Cook For Me is a Vintage short that introduces The Perfect Passion Company series by British author, Alexander McCall Smith. It could be called serendipity: just as Katie decides to end an unsatisfactory relationship, quit an equally unsatisfactory job in London and return home to Edinburgh, her second-cousin Inverness Macpherson needs someone reliable to run her business and live in her flat while she takes a much-needed travel break. And if it all works out, Ness might make that a permanent arrangement.
So thirty-year-old Katie takes over The Perfect Passion Company, a bespoke introduction bureau. After her own less-than-successful relationship, Katie isn’t sure she’s qualified to find people their perfect match, but Ness is confident. Katie will have the very capable Dan to look after the accounts, and there’s also William next door, an Australian textile designer, whose advice, Ness claims, is always sound.

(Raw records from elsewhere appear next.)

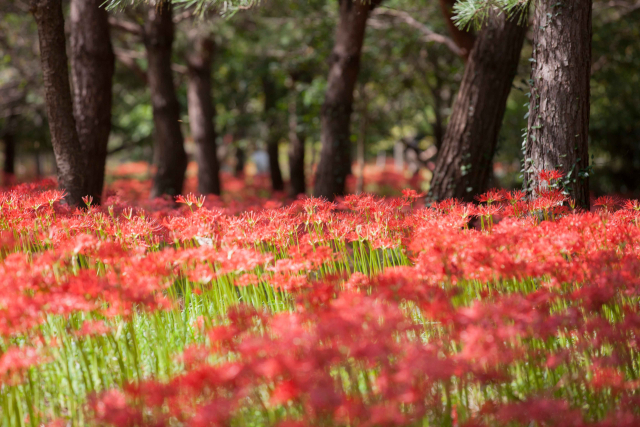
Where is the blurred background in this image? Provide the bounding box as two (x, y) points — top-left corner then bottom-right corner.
(0, 0), (640, 197)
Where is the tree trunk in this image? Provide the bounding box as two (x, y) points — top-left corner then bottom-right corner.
(31, 0), (88, 206)
(429, 13), (527, 201)
(2, 114), (16, 178)
(235, 147), (245, 178)
(262, 74), (284, 191)
(356, 84), (368, 194)
(314, 0), (380, 200)
(440, 0), (476, 62)
(144, 1), (187, 197)
(187, 36), (220, 195)
(289, 90), (307, 198)
(525, 0), (592, 209)
(71, 0), (115, 204)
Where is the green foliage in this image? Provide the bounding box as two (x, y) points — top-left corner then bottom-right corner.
(453, 0), (532, 29)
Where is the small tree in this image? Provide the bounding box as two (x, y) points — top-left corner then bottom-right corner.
(314, 0), (381, 199)
(187, 32), (220, 195)
(70, 0), (115, 204)
(143, 0), (187, 197)
(454, 0), (592, 209)
(30, 0), (88, 206)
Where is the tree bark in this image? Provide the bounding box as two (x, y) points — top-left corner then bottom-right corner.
(262, 74), (284, 191)
(440, 0), (476, 62)
(187, 36), (220, 195)
(30, 0), (88, 206)
(144, 1), (187, 197)
(314, 0), (380, 200)
(429, 13), (527, 201)
(71, 0), (115, 204)
(525, 0), (592, 209)
(289, 89), (307, 198)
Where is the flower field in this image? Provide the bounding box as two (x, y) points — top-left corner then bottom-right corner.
(0, 181), (640, 427)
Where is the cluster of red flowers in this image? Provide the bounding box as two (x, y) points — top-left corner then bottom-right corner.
(0, 177), (640, 427)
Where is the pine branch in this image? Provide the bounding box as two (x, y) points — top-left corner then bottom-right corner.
(453, 0), (533, 30)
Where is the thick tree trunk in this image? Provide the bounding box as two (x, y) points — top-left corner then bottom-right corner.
(440, 0), (476, 61)
(289, 87), (307, 198)
(71, 0), (115, 204)
(262, 74), (284, 191)
(314, 0), (380, 200)
(1, 115), (16, 177)
(525, 0), (592, 209)
(144, 1), (187, 197)
(187, 36), (220, 195)
(429, 13), (527, 201)
(31, 0), (88, 206)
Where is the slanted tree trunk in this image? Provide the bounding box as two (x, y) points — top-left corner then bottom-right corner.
(289, 89), (307, 198)
(71, 0), (115, 204)
(314, 0), (381, 200)
(429, 9), (527, 201)
(30, 0), (89, 206)
(440, 0), (476, 61)
(525, 0), (592, 209)
(235, 147), (246, 178)
(262, 74), (284, 191)
(144, 1), (187, 197)
(187, 36), (220, 195)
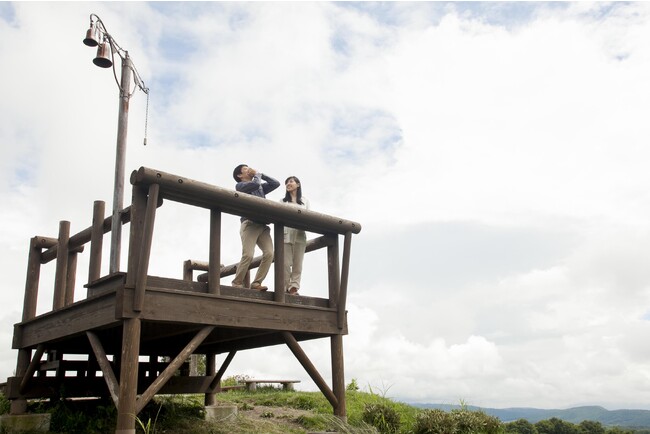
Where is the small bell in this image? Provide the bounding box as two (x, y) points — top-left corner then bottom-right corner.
(84, 23), (99, 47)
(93, 41), (113, 68)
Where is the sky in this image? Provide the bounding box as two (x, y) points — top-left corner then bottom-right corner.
(0, 2), (650, 410)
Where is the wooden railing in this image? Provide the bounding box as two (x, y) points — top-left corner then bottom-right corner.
(23, 167), (361, 324)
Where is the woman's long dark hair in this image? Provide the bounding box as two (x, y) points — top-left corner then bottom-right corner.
(282, 176), (304, 205)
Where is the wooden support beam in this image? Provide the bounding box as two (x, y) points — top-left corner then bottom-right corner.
(206, 351), (237, 393)
(88, 200), (106, 283)
(126, 167), (361, 234)
(194, 235), (336, 282)
(86, 331), (120, 408)
(282, 332), (339, 409)
(39, 206), (131, 264)
(52, 220), (70, 310)
(133, 184), (160, 312)
(273, 223), (285, 303)
(135, 326), (215, 415)
(18, 345), (45, 394)
(208, 209), (221, 295)
(337, 232), (352, 329)
(65, 252), (77, 306)
(115, 318), (142, 434)
(125, 186), (147, 288)
(330, 335), (347, 422)
(327, 235), (341, 309)
(23, 237), (43, 322)
(203, 353), (219, 407)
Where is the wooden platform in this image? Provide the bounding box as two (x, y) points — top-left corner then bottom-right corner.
(3, 167), (361, 434)
(6, 273), (347, 398)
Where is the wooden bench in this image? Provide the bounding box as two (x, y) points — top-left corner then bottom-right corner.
(219, 384), (246, 392)
(244, 380), (300, 392)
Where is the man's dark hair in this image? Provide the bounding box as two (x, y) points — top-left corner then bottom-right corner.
(232, 164), (247, 182)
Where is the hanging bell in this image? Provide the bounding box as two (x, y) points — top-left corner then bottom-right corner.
(93, 41), (113, 68)
(84, 23), (99, 47)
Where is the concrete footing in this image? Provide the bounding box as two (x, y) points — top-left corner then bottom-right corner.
(0, 413), (51, 434)
(205, 405), (237, 420)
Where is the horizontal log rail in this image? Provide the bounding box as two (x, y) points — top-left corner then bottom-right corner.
(184, 236), (333, 282)
(131, 167), (361, 235)
(39, 206), (131, 264)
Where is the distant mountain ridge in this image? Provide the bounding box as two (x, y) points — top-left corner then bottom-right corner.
(409, 404), (650, 428)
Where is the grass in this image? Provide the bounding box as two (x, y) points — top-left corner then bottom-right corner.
(0, 386), (630, 434)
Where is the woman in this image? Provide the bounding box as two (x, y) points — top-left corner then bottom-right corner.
(281, 176), (309, 295)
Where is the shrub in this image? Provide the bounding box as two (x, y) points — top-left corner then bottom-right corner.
(451, 408), (502, 434)
(504, 419), (537, 434)
(361, 404), (400, 434)
(413, 408), (456, 434)
(413, 409), (503, 434)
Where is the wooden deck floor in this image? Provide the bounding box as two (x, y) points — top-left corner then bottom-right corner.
(9, 273), (347, 397)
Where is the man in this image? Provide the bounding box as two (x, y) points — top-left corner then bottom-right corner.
(232, 164), (280, 291)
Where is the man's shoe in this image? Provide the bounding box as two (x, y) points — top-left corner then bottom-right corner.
(251, 282), (269, 291)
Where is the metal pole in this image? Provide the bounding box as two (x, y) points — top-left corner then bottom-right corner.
(109, 52), (132, 274)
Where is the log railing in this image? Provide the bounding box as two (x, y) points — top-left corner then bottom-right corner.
(17, 167), (361, 325)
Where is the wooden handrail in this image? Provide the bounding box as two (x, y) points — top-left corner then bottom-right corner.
(39, 206), (131, 264)
(131, 167), (361, 235)
(189, 236), (332, 282)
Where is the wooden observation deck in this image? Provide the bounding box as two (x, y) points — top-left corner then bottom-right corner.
(5, 167), (361, 434)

Katie’s first client, David Bannatyne is a former pilot whose main criterion for a match is someone who will cook for him. When she has been through all the files and found no likely match, she asks William’s opinion, and his laterally-thought-out idea certainly holds potential. Appealing characters, a cute twist and the prospect of further encounters with this cast promise a delightful new series.
A Laborer In The Vineyard Of Love is the second Vintage short in The Perfect Passion Company series by British author, Alexander McCall Smith. Katie’s latest challenge, at Scotland’s only non-virtual introduction agency, apart from settling for no more than friendship with her talented and attractive-but-engaged business neighbour, William, is to find the right woman for George Fane.
It’s a challenge because George describes his mother as over-possessive, having already seen off one prospective partner, and three of his twin sister’s boyfriends. They both work in the family’s boutique hotel, and Margaret Fane is reputedly manipulative, expert at guilt-tripping her offspring about their responsibilities to the hotel. But when Katie peruses her cousin Ness’s meticulous client records, she finds a woman who might just fit the bill.
Then George’s sister Angela makes a request of the Perfect Passion Company that is tangential to George’s, but may present another solution. More of a surprise is when Margaret Fane comes into the agency with a request of her own.
Meanwhile, Katie’s cousin Ness is settling into her new life in the small Toronto town of Murdoch, getting involved with the local community. “This was a world that was quite different from the one which she had inhabited in Edinburgh. These people lived in a small town, deep in the country, a long distance from the city; Cities were populated by strangers, whereas a small town was full of people whom you recognised, whose personal history you would know or would soon have explained to you, whose faults and failings and dreams and triumphs would be only too familiar to others.” They find out she’s a matchmaker, and flock to her for advice.
This instalment has an estranged father, a nude in a kitchen, a Burns dinner, fishing in small boats, the purchase of an old car, lots of knitting, and several people whose honesty is in question. Katie is satisfied with the unexpected outcome as long as she has contributed to the overall happiness of humanity. Full of gentle philosophy and humour, McCall Smith knows how to entertain.
The Girl From Melbourne is the third short story in The Perfect Passion Company series by British author, Alexander McCall Smith. Clients might be encountered anywhere, and Jenny approaches Katie Donald of the Perfect Passion Company in her favourite Edinburgh deli, having a coffee. When Katie and William interview Jenny at the office, they realise she’s going to be a challenge to match.
Meanwhile, the fact that she must settle for nothing more than friendship with her talented and attractive business neighbour, William Kidd, is emphasised when he reveals that his fiancée, Alice will be visiting from Melbourne. Katie is determined to be friendly and welcoming, but Alice is a surprise: a very unpleasant one.
While William is away on a trade fair weekend, Katie makes a shocking discovery about his fiancée. She wonders why Alice continues to string William along, until she remembers the financial assistance William’s family trust is providing for her. Now, the dilemma is whether to try to protect William from this gold digger by revealing what she knows…
Katie is chuffed to eventually be able to match overly chatty Jenny with a suitable man. Over in Toronto, Ness finds she has two admirers who seem to be competing for her attentions, so some firm diplomacy is required. Her advice to Katie about Alice is sound and, ultimately, William’s innate kindness circumvents a deserved comeuppance, but at least she is permanently off the scene. As usual, there’s plenty of gentle philosophy and humour in everything McCall Smith offers his readers.